Ten years later, everyone was talking about dot-coms. Websites became more interactive, newsrooms and discussion forums sprang up, emails could finally contain all kinds of attachments, graphical user interfaces (GUIs) became more intuitive. Netscape launched a web browser with a much-needed user-friendly interface, and companies like Facebook began to take off. In a very short time, large amounts of data were exchanged every day. This had never happened before.

Towards the end of the decade, cell phones became smarter and more and more applications appeared. Many people now owned smartphones, and some companies decided to take advantage of them and became the kings of Web 2.0. Companies like Twitter, Facebook, Instagram, YouTube and WordPress are on a crusade to create network effects and establish data monopolies. Ten years later, we are here calling for another web revolution.

And where are we now?

In practice, we are still far from a real and complete transition to Web 3.0. There are already many smart contract platforms like Ethereum, Solana and others that can be used to launch Web3 protocols in minutes. However, there is a lack in other areas. An example of these shortcomings is the poor user experience caused by high transaction fees on some blockchain infrastructure platforms.

“Web 3.0 represents the next iteration or phase of Web/Internet development and could potentially be as disruptive and paradigm shifting as Web 2.0. Web 3.0 is based on the fundamental concepts of decentralization, openness and greater value for users. » – Investopedia Definition

To better understand this, let’s think about automobiles. In the past, people mainly traveled on horseback, but then came carriages. Henry Ford’s vision was great, but there was little infrastructure to drive a car. The problems were not limited to the infrastructure itself, learning to drive was also a challenge.

Curiously, the first cars were even slower and more expensive than horses. Therefore, it didn’t make sense for most potential customers to switch to this “risky platform” called Auto. It took a few years to overcome these problems. Today we have roads and traffic rules designed for cars, and we are slowly moving towards driverless cars. Nevertheless, there are traffic jams in all cities of the world.

It’s still early

Web 3.0 infrastructure is still in its infancy. Apps lack basic interfaces and many users find it difficult to navigate. At some point these issues will be resolved and we will see the good times of Web 3.0. However, new problems will probably arise and we will need another web x.0.

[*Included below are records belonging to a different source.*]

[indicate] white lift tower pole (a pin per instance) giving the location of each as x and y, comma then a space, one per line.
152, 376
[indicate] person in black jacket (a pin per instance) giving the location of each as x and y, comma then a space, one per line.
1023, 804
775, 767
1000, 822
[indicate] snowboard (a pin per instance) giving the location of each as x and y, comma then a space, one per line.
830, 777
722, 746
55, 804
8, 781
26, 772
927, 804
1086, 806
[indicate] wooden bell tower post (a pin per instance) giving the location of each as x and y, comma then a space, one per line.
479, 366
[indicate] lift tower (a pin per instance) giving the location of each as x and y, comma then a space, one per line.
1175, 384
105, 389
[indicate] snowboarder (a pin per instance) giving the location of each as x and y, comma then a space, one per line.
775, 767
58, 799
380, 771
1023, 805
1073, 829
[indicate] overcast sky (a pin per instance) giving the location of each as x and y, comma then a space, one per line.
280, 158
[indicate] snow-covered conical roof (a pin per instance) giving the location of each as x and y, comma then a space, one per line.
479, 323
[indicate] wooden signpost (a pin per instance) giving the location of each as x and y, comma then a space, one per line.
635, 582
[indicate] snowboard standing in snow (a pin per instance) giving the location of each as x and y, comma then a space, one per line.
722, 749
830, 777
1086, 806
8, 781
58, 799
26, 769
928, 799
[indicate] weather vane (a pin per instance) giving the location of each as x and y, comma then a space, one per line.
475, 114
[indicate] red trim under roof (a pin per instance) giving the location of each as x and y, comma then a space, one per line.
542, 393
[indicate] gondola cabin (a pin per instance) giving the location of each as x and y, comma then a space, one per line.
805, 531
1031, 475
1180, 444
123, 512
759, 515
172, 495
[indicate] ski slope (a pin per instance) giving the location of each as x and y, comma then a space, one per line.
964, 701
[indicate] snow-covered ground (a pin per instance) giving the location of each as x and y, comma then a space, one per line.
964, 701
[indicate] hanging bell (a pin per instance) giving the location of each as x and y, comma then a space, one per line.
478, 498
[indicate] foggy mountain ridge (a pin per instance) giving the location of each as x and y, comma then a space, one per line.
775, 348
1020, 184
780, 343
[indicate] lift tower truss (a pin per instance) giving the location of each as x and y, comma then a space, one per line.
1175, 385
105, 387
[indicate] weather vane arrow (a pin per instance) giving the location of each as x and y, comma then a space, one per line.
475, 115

The slow diffusion of decentralized technologies is indisputable and can be attributed to two factors:

  • A lack of user-friendly tools and frameworks to create new products.
  • The focus is on developing tools primarily for crypto users and not other audiences.

The birth of the creator economy

Many of these Web3 projects are trying to shift attention away from DeFi and looking for ways to apply the technologies to the creator economy. While finance may fund Web 3.0, today’s creator economy is booming, with 50 million participants vying for a share of over $100 billion in value. Web 2.0 marked the birth of the sharing economy. Web 3.0 will bring the creator economy.

At the heart of Web 3.0 is ownership. It will be a place where individuals can tokenize their intellectual property and own their creations. The creator economy is already seeing an increase in the value of intangible assets. The transition to Web 3.0 and a more equitable world where people can derive greater value from their work can only be achieved by an influx of participants developing Web3 applications and users sharing their tokenized real-world intellectual property.